I tested the performance of Xavier NX in connection with Tensorflow, TF-TRT, OpenCV and the SSD-MobilenetV2 pretrained on the COCO dataset and was quite disappointed. I only get 10fps with the sample video attached. The GPU does not seem to be heavily loaded.
2021-05-19 20:11:38.116810: I tensorflow/compiler/tf2tensorrt/segment/segment.cc:486] There are 1850 ops of 29 different types in the graph that are not converted to TensorRT: Fill, Merge, Switch, Range, ConcatV2, ZerosLike, Identity, NonMaxSuppressionV3, Minimum, StridedSlice, ExpandDims, Unpack, TopKV2, Cast, Transpose, Placeholder, ResizeBilinear, Squeeze, Mul, Sub, Const, Greater, Shape, Where, Reshape, NoOp, GatherV2, AddV2, Pack, (For more information see https://docs.nvidia.com/deeplearning/frameworks/tf-trt-user-guide/index.html#supported-ops).
There are lots of operations fallback to use TensorFlow implementation.
The data transfer cost increases if the inference is frequently switching between TensorFlow and TensorRT.
Is TensorFlow interface essential for you?
If not, it’s recommended to convert the model into TensorRT engine for an optimal performance.
In our benchmark result, pure TensorRT inference for SSD Mobilenet-V1 can reach 909 fps.

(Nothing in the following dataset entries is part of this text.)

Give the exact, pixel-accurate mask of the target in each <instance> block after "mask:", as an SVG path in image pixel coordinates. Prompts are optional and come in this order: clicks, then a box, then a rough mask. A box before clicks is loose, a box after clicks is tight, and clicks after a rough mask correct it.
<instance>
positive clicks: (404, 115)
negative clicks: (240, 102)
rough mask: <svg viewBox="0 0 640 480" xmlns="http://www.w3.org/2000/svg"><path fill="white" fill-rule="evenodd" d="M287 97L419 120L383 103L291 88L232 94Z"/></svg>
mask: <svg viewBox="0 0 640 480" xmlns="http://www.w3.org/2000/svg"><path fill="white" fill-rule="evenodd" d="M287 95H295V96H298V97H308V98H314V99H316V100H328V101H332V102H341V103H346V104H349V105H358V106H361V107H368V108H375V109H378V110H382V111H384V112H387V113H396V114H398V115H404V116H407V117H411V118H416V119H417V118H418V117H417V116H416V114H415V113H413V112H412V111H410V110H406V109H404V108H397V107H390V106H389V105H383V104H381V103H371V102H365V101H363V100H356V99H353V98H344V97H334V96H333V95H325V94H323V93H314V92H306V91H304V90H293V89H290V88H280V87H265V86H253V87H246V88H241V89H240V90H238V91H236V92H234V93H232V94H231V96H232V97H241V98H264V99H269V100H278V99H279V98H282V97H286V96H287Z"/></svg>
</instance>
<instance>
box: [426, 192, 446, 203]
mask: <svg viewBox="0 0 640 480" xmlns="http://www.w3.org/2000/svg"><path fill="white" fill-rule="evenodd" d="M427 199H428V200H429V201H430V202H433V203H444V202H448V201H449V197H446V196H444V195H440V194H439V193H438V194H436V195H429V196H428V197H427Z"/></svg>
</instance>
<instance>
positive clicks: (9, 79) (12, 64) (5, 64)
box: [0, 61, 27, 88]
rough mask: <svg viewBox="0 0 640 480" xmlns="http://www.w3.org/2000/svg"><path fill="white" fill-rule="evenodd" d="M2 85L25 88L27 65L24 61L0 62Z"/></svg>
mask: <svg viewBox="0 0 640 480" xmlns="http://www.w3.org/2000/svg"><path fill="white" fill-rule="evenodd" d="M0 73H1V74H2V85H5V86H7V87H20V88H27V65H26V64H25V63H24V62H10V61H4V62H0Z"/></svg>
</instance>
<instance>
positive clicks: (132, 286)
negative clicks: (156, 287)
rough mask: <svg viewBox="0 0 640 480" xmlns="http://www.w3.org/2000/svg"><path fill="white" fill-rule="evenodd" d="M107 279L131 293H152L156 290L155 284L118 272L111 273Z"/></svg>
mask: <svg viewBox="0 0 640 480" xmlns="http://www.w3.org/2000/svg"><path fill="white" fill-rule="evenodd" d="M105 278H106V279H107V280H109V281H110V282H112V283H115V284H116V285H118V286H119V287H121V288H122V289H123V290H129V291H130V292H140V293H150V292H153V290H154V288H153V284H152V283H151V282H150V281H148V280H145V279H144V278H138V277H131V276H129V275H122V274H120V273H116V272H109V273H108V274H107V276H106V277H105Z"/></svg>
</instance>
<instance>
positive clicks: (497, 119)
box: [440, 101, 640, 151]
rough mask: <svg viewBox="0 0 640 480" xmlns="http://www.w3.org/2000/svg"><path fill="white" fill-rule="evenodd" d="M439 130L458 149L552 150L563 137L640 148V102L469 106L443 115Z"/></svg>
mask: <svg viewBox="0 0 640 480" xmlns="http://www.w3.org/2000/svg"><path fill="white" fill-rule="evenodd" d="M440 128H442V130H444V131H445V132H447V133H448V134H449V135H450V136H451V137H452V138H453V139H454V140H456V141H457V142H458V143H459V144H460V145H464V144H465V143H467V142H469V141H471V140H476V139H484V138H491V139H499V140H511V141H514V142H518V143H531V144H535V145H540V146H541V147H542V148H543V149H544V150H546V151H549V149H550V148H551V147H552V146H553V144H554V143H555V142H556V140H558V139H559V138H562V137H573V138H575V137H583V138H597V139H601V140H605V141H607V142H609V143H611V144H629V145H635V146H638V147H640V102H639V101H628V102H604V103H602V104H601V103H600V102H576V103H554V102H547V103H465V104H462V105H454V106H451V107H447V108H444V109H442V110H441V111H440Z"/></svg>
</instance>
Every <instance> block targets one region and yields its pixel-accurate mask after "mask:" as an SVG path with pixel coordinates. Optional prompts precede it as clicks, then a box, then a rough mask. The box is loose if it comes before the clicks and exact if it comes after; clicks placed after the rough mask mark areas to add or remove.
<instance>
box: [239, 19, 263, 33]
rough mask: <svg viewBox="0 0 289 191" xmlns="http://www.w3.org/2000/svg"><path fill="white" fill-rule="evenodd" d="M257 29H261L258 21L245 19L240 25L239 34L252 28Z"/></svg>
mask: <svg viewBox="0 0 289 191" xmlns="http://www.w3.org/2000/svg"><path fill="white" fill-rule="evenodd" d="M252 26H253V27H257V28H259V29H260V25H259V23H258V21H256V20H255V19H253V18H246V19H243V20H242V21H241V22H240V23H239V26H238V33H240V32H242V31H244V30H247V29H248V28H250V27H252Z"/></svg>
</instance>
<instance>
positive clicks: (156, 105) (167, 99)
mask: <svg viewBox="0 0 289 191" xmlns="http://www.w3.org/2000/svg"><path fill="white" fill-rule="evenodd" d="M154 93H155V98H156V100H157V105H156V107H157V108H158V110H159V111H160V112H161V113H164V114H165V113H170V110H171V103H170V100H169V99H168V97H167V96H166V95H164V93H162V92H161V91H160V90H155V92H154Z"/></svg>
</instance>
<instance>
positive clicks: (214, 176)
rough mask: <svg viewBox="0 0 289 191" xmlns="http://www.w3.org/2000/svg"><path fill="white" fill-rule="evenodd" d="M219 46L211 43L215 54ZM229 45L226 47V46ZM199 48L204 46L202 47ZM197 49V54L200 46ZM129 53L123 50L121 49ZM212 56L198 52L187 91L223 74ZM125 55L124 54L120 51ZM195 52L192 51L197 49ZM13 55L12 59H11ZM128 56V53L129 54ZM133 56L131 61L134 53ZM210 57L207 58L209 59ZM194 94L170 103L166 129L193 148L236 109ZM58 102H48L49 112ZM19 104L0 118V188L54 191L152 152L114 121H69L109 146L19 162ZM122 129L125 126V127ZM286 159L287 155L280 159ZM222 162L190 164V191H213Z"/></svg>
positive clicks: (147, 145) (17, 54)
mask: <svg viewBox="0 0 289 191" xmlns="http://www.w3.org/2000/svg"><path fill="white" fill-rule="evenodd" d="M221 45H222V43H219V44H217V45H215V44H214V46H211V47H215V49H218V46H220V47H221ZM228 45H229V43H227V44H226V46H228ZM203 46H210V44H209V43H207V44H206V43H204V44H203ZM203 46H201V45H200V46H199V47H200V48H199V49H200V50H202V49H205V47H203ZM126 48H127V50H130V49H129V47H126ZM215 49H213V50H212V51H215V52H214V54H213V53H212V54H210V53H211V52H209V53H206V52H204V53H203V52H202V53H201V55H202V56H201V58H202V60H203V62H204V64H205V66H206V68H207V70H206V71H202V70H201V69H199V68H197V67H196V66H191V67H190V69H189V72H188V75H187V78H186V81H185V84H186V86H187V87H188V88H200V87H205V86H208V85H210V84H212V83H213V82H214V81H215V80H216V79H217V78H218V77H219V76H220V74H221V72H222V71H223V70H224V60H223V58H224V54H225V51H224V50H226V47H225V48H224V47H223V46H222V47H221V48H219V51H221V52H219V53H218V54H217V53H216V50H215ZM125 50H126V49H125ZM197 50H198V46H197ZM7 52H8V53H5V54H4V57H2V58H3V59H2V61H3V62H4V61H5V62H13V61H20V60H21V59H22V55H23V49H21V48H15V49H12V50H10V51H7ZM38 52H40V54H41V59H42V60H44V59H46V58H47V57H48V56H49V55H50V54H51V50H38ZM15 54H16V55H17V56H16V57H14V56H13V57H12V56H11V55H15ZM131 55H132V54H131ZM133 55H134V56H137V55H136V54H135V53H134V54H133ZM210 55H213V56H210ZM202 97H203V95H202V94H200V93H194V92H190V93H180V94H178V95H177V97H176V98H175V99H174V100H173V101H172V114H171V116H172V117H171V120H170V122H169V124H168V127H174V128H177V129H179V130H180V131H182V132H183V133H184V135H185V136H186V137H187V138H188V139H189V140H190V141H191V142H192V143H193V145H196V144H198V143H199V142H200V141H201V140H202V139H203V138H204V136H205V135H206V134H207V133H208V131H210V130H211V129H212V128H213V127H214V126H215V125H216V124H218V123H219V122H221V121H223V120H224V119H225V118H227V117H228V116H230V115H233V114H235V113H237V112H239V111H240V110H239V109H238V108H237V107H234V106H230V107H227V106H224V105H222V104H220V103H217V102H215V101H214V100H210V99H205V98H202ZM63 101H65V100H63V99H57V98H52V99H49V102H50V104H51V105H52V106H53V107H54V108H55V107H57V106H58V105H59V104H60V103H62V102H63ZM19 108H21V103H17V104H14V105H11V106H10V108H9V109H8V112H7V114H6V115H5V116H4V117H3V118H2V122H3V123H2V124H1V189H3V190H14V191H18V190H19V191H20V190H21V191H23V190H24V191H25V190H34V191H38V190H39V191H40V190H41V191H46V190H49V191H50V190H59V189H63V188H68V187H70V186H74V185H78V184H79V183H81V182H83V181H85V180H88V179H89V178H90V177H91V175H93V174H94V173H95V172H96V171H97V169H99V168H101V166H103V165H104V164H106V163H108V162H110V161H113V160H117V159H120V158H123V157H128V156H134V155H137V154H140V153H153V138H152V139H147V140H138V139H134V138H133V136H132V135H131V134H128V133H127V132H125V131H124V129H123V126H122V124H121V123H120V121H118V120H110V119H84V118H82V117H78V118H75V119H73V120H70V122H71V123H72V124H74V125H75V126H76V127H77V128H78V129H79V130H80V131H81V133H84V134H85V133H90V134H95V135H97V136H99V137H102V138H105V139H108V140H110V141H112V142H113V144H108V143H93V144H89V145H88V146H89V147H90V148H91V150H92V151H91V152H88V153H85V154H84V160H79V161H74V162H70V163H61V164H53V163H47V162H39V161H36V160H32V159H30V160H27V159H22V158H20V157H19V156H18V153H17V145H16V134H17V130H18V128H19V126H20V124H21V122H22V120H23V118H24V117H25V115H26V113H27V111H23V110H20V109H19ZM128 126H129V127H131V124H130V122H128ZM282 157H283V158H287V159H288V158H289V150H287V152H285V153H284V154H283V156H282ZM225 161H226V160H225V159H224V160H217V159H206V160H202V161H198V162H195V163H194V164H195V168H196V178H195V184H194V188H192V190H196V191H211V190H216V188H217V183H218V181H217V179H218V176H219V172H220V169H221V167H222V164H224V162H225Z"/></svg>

So it’s expected that you can get a much better result than using TF-TRT.
There are lots of operations fallback to use TensorFlow implementation.
why is that? I’m not doing anything special, just converting the standard mobilenet model.
Is TensorFlow interface essential for you? If not, it’s recommended to convert the model into TensorRT engine for an optimal performance.
I thought that is what I do using TF-TRT.
I want to perform transfer learning later, using a pretrained standard model and adding additional trainable layers. As I understand I need to use a framework like TF for this, What would be the recommended way to do it?
And can you confirm that 10fps is really the maximum performance of the SSD-MobilenetV2 using Tensorflow on the XavierNX even after optimizing?
Please noted that TF-TRT uses the parser that embedded in the TensorFlow GitHub.
And the support matrix is relatively limited. Please find the details below:
It’s more recommended to separate training and inference stage.
You can deploy a model with pure TensorRT as well as training it with TensorFlow.
Since pure TensorRT can reach much better performance on SSD Mobilenet-V1.
It’s recommended to move to pure TensorRT instead.